Unsupervised learning framework for temperature compensated damage identification and localization in ultrasonic guided wave SHM with transfer learning

Abstract

Damage localization algorithms for ultrasonic guided wave-based structural health monitoring (GW-SHM) typically utilize manually-defined features and supervised machine learning on data collected under various conditions. This scheme has limitations that affect prediction accuracy in practical settings when the model encounters data with a distribution different from that used for training, especially due to variation in environmental factors (e.g., temperature) and types of damages. While deep learning based models that overcome these limitations have been reported in literature, they typically comprise of millions of trainable parameters. As an alternative, we propose an unsupervised approach for temperature-compensated damage identification and localization in GW-SHM systems based on transferring learning from a convolutional auto encoder (TL-CAE). Remarkably, without using signals corresponding to the damages during training (unsupervised), our method demonstrates more accurate damage detection and localization as well as robustness to temperature variations than supervised approaches reported on the publicly available Open Guided Waves (OGW) dataset.

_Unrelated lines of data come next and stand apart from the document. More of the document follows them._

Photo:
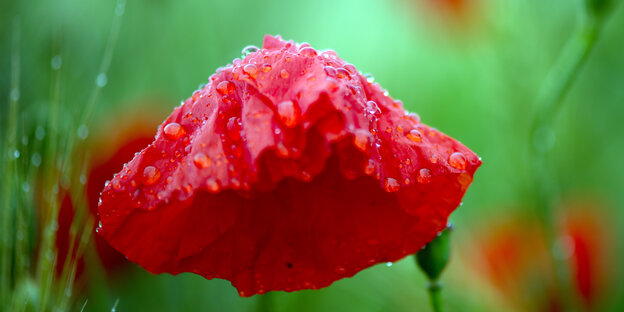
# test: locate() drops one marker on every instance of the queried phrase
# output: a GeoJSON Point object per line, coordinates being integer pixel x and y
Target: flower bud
{"type": "Point", "coordinates": [432, 259]}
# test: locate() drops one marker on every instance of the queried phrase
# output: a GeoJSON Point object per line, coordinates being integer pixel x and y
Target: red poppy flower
{"type": "Point", "coordinates": [287, 171]}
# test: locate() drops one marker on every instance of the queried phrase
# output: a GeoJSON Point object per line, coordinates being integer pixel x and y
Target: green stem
{"type": "Point", "coordinates": [265, 303]}
{"type": "Point", "coordinates": [551, 96]}
{"type": "Point", "coordinates": [435, 296]}
{"type": "Point", "coordinates": [550, 99]}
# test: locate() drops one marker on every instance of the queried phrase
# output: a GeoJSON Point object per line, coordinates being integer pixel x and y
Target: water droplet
{"type": "Point", "coordinates": [174, 131]}
{"type": "Point", "coordinates": [414, 135]}
{"type": "Point", "coordinates": [137, 199]}
{"type": "Point", "coordinates": [372, 242]}
{"type": "Point", "coordinates": [307, 52]}
{"type": "Point", "coordinates": [116, 185]}
{"type": "Point", "coordinates": [266, 68]}
{"type": "Point", "coordinates": [56, 62]}
{"type": "Point", "coordinates": [413, 117]}
{"type": "Point", "coordinates": [391, 185]}
{"type": "Point", "coordinates": [289, 113]}
{"type": "Point", "coordinates": [234, 128]}
{"type": "Point", "coordinates": [249, 49]}
{"type": "Point", "coordinates": [212, 185]}
{"type": "Point", "coordinates": [369, 169]}
{"type": "Point", "coordinates": [201, 160]}
{"type": "Point", "coordinates": [361, 140]}
{"type": "Point", "coordinates": [340, 270]}
{"type": "Point", "coordinates": [225, 87]}
{"type": "Point", "coordinates": [457, 160]}
{"type": "Point", "coordinates": [372, 108]}
{"type": "Point", "coordinates": [101, 80]}
{"type": "Point", "coordinates": [464, 179]}
{"type": "Point", "coordinates": [424, 176]}
{"type": "Point", "coordinates": [83, 131]}
{"type": "Point", "coordinates": [151, 175]}
{"type": "Point", "coordinates": [342, 73]}
{"type": "Point", "coordinates": [330, 71]}
{"type": "Point", "coordinates": [251, 70]}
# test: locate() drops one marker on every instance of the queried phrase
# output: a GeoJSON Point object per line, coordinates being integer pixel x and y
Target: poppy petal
{"type": "Point", "coordinates": [287, 171]}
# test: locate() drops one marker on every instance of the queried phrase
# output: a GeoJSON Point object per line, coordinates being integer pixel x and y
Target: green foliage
{"type": "Point", "coordinates": [433, 258]}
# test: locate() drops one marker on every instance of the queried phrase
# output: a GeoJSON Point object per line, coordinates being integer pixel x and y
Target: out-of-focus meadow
{"type": "Point", "coordinates": [79, 80]}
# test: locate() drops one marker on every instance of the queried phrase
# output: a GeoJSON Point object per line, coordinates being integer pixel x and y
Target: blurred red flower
{"type": "Point", "coordinates": [288, 171]}
{"type": "Point", "coordinates": [516, 258]}
{"type": "Point", "coordinates": [112, 144]}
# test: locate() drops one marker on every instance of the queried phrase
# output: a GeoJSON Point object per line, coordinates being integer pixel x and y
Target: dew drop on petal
{"type": "Point", "coordinates": [266, 68]}
{"type": "Point", "coordinates": [424, 176]}
{"type": "Point", "coordinates": [369, 169]}
{"type": "Point", "coordinates": [234, 128]}
{"type": "Point", "coordinates": [248, 50]}
{"type": "Point", "coordinates": [464, 179]}
{"type": "Point", "coordinates": [391, 185]}
{"type": "Point", "coordinates": [225, 87]}
{"type": "Point", "coordinates": [151, 175]}
{"type": "Point", "coordinates": [288, 113]}
{"type": "Point", "coordinates": [413, 117]}
{"type": "Point", "coordinates": [414, 135]}
{"type": "Point", "coordinates": [201, 160]}
{"type": "Point", "coordinates": [307, 52]}
{"type": "Point", "coordinates": [212, 185]}
{"type": "Point", "coordinates": [372, 108]}
{"type": "Point", "coordinates": [342, 73]}
{"type": "Point", "coordinates": [330, 71]}
{"type": "Point", "coordinates": [457, 160]}
{"type": "Point", "coordinates": [137, 199]}
{"type": "Point", "coordinates": [174, 131]}
{"type": "Point", "coordinates": [116, 185]}
{"type": "Point", "coordinates": [361, 140]}
{"type": "Point", "coordinates": [251, 70]}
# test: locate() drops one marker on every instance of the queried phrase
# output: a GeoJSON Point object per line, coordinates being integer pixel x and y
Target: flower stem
{"type": "Point", "coordinates": [435, 296]}
{"type": "Point", "coordinates": [265, 303]}
{"type": "Point", "coordinates": [550, 98]}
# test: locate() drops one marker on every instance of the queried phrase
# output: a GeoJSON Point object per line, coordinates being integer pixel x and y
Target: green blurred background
{"type": "Point", "coordinates": [472, 69]}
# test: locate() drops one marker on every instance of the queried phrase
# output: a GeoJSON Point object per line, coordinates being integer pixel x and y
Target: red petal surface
{"type": "Point", "coordinates": [287, 171]}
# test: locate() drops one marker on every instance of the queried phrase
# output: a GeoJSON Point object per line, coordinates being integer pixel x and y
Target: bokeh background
{"type": "Point", "coordinates": [471, 68]}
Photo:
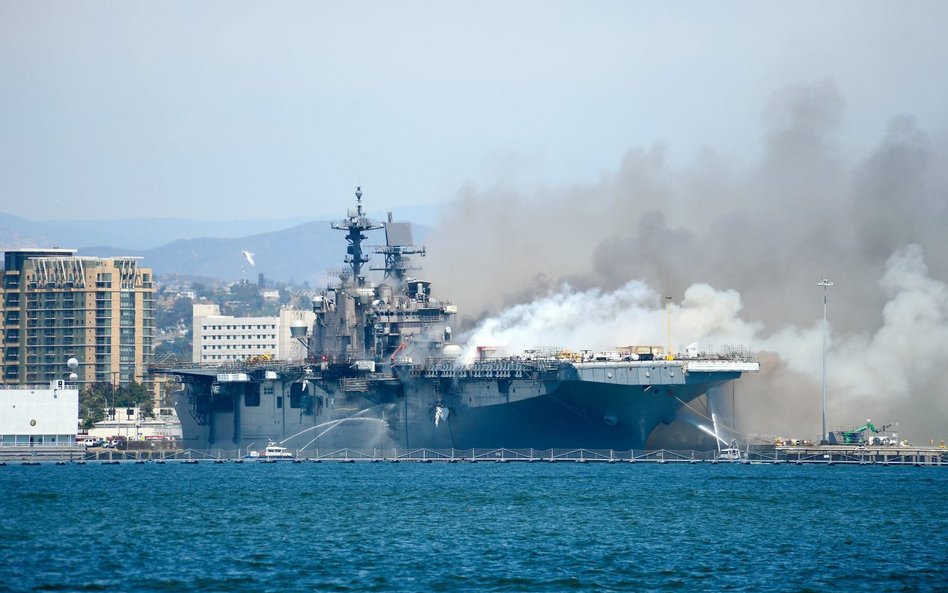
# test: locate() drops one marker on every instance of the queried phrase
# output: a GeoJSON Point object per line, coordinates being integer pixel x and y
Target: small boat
{"type": "Point", "coordinates": [732, 453]}
{"type": "Point", "coordinates": [273, 452]}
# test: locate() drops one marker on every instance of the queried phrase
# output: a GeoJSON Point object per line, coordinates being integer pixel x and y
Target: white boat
{"type": "Point", "coordinates": [273, 452]}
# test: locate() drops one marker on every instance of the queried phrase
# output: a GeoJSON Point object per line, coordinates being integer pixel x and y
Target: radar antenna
{"type": "Point", "coordinates": [398, 246]}
{"type": "Point", "coordinates": [355, 225]}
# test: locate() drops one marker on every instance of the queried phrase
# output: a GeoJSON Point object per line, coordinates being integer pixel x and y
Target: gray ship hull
{"type": "Point", "coordinates": [567, 406]}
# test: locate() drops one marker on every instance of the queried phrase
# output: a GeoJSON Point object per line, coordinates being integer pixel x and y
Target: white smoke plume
{"type": "Point", "coordinates": [740, 250]}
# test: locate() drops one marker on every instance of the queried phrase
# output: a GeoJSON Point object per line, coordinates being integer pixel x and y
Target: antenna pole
{"type": "Point", "coordinates": [825, 284]}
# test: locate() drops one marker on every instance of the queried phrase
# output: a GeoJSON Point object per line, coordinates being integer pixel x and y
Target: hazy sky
{"type": "Point", "coordinates": [271, 109]}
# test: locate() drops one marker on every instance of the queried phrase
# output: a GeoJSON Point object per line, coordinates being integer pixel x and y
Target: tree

Additionally, we have demonstrated reduction in number of trainable parameters using transfer learning (TL) to leverage similarities between time-series among various sensor paths. It is also worth noting that the proposed framework uses raw time-domain signals, without any pre-processing or knowledge of material properties. It should therefore be scalable and adaptable for other materials, structures, damages, and temperature ranges, should more data become available in the future. We present an extensive parametric study to demonstrate feasibility of the proposed method.